The Government will also introduce a bill to allow data on a person held by the public service to be shared with the federal government, other states and territories, local government and non-government organisations.

“We believe the right of a child to be safe trumps the right to privacy,” Weatherill said.

“One in four children will have a child protection notification by the time they reach 10 years of age.

“What that tells you is that child protection agencies alone cannot deal with the scale of this challenge.

“We have to work across agencies – agencies that have anything to do with the family of a child that may be at risk, whether that’s a housing agency, a disabilities agency, a family support agency [and] police.”

He said “really, any agency that comes in contact with a family that has a child within it – and of course agencies outside government” had pieces of data on individuals that could help screen out those who should not be allowed to work with children.

Meanwhile, the Opposition is calling for the head of DCSI, former Education Department CEO Tony Harrison, to be sacked from his new position.

Deputy Liberal leader Vickie Chapman today seized on revelations in Nyland’s report that a social worker’s evidence to the commission was edited by senior Families SA staff before being submitted.

The report says: “the Commission’s inquiries were repeatedly frustrated by Families SA’s incomplete compliance with summonses” and that “this came to a head … when it was discovered that before producing a summonsed document, senior staff within Families SA had made substantial alterations to it”.

“The extensive editing that had occurred after the report left the social worker’s hands was not declared on the face of the document,” the report says.

“It was presented to the Commission in a way that suggested it was the work of the social worker alone.

“This had the potential to mislead the Commission and misrepresent the social worker’s well-informed professional opinions.”

According to the report, the incident exposed “an absence of training regarding the Agency’s legal obligations for all staff involved in producing documents in answer to a summons, poor communication from higher management levels through to the social worker about the state of the report at the time the summons was served … [and] an organisational culture that encouraged uncritical compliance with direction rather than independent thinking”.

Harrison was transferred to lead DCSI when the Government accepted Nyland’s interim recommendation to split the Education Department from Families SA in June.

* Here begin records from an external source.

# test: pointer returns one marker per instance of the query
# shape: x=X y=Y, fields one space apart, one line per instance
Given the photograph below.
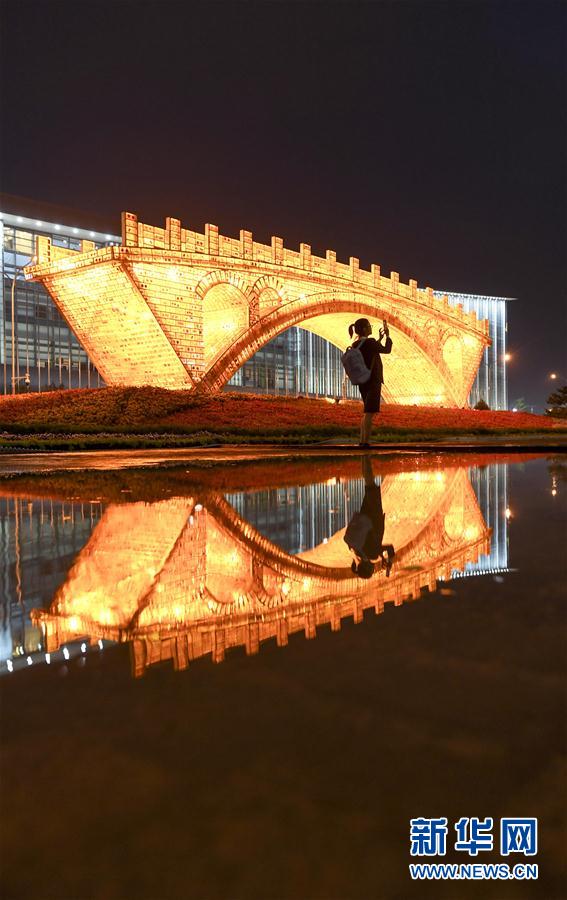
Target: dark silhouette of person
x=364 y=534
x=371 y=390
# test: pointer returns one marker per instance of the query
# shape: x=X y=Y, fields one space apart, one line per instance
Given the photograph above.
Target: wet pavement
x=202 y=698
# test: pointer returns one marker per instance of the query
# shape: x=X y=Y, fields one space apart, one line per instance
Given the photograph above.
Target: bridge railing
x=210 y=243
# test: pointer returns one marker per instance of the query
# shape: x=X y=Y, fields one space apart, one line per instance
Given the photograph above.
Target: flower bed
x=141 y=410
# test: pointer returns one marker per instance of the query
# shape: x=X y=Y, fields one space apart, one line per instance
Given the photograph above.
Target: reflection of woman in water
x=365 y=531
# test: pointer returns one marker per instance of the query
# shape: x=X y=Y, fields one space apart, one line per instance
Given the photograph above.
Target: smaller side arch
x=267 y=291
x=218 y=276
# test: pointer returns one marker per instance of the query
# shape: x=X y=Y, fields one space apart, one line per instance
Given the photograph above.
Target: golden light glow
x=179 y=309
x=180 y=590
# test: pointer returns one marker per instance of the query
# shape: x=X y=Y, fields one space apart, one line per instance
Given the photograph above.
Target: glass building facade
x=46 y=354
x=38 y=350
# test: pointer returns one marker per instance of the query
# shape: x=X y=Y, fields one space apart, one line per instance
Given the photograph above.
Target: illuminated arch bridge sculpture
x=177 y=309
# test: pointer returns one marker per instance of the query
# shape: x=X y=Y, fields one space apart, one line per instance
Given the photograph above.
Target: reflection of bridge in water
x=189 y=576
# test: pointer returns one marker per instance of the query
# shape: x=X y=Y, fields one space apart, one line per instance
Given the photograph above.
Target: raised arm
x=385 y=348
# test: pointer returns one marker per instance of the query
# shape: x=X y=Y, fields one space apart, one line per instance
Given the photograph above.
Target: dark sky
x=428 y=137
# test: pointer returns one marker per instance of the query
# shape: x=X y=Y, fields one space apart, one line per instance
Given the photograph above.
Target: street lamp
x=14 y=279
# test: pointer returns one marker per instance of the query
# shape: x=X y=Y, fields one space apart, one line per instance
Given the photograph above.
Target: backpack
x=357 y=532
x=353 y=363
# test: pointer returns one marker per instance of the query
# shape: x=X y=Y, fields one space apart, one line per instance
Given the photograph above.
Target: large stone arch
x=315 y=314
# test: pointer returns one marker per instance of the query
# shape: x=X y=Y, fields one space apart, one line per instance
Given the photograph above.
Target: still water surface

Chapman has written to Weatherill, claiming Harrison’s “failure to provide training regarding agency staff’s legal obligations” was “totally indefensible”.

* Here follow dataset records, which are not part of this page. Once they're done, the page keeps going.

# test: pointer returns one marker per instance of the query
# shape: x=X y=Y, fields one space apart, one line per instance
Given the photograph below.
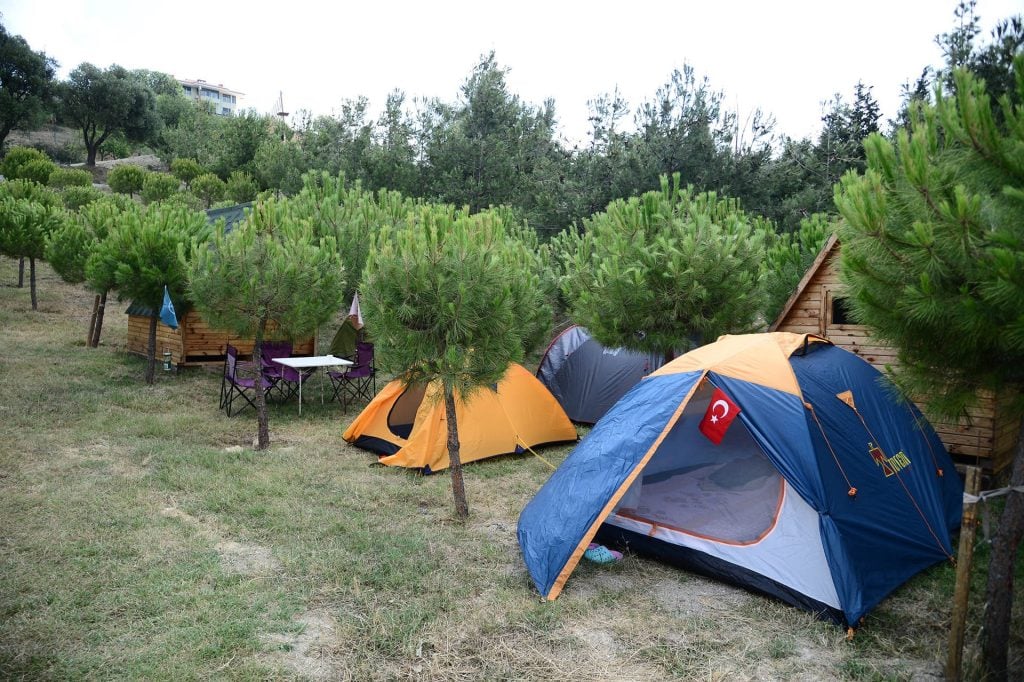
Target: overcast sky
x=785 y=56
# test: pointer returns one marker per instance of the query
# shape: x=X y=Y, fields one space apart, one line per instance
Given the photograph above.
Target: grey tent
x=586 y=378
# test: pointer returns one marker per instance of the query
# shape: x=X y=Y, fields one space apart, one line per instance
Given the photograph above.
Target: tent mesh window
x=402 y=414
x=729 y=493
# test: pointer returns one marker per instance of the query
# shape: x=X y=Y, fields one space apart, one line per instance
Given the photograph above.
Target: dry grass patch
x=142 y=538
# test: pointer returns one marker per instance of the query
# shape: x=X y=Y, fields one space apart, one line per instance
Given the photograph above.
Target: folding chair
x=273 y=372
x=240 y=366
x=359 y=381
x=232 y=386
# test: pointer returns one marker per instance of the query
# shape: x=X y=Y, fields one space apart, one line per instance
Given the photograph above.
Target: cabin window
x=841 y=312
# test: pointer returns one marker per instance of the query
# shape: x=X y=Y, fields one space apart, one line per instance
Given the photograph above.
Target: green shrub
x=76 y=197
x=116 y=147
x=38 y=170
x=127 y=179
x=242 y=187
x=186 y=170
x=70 y=177
x=159 y=186
x=17 y=157
x=209 y=187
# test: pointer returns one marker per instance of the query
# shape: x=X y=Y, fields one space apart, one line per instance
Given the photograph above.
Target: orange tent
x=406 y=424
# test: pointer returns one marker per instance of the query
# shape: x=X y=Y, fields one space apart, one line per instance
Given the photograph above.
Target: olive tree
x=102 y=102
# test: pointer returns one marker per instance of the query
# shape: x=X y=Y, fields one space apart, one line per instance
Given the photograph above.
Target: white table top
x=315 y=360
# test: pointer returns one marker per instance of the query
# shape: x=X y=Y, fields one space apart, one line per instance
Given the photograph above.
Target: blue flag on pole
x=167 y=311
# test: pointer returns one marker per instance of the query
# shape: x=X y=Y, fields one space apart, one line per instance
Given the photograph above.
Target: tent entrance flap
x=729 y=493
x=402 y=414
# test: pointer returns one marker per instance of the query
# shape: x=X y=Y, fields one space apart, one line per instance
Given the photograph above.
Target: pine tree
x=446 y=295
x=933 y=256
x=269 y=268
x=25 y=224
x=665 y=271
x=140 y=256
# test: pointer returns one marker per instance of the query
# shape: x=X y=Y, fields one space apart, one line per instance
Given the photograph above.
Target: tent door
x=729 y=493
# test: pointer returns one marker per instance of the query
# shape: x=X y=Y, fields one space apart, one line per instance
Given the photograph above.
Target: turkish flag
x=720 y=414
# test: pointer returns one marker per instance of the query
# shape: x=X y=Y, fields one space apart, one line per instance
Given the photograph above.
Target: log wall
x=195 y=342
x=980 y=438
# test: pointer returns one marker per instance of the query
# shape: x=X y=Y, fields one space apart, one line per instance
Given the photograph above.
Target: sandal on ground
x=601 y=554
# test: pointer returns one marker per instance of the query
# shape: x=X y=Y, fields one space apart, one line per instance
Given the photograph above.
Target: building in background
x=224 y=100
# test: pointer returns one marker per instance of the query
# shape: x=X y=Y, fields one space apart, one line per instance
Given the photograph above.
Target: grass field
x=141 y=538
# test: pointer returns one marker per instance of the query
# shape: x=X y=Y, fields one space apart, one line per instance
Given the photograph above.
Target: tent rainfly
x=586 y=378
x=826 y=491
x=404 y=424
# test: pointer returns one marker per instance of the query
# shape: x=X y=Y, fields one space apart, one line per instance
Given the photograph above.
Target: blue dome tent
x=826 y=491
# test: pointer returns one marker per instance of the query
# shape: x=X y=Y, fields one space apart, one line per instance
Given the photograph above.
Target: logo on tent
x=890 y=465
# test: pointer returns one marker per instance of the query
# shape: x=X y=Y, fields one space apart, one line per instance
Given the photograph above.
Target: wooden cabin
x=194 y=342
x=985 y=436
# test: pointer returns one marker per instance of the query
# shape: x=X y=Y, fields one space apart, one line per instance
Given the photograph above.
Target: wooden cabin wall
x=979 y=438
x=167 y=339
x=195 y=342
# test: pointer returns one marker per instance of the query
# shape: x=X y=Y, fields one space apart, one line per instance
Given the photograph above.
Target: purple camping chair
x=233 y=386
x=359 y=381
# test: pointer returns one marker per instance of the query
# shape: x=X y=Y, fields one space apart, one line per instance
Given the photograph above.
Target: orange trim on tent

“The problem with poor communication reflects directly and particularly poorly on the Chief Executive.

“…I believe these findings of the Royal Commission disqualify Mr Harrison from occupying any leadership position in Government agencies.”

But Weatherill dismissed the claims against Harrison, labelling them “a cheap smear from a Liberal Party that’s lazy and doesn’t have any ideas, or anything positive to contribute in the area of public policy”.

“One of the [child protection] reports that was the most successfully implemented was the Debelle Report – Mr Harrison was appointed within days of the Debelle Inquiry being handed down.

“He took it as one of his key responsibilities, the implementation of the Debelle Report, which is all about the assiduous application of processes in relation to protecting children.

“The Nyland report finds that that report was incredibly well implemented so I think that is a good example of why Tony Harrison is an appropriate person to be in charge of this particular area.”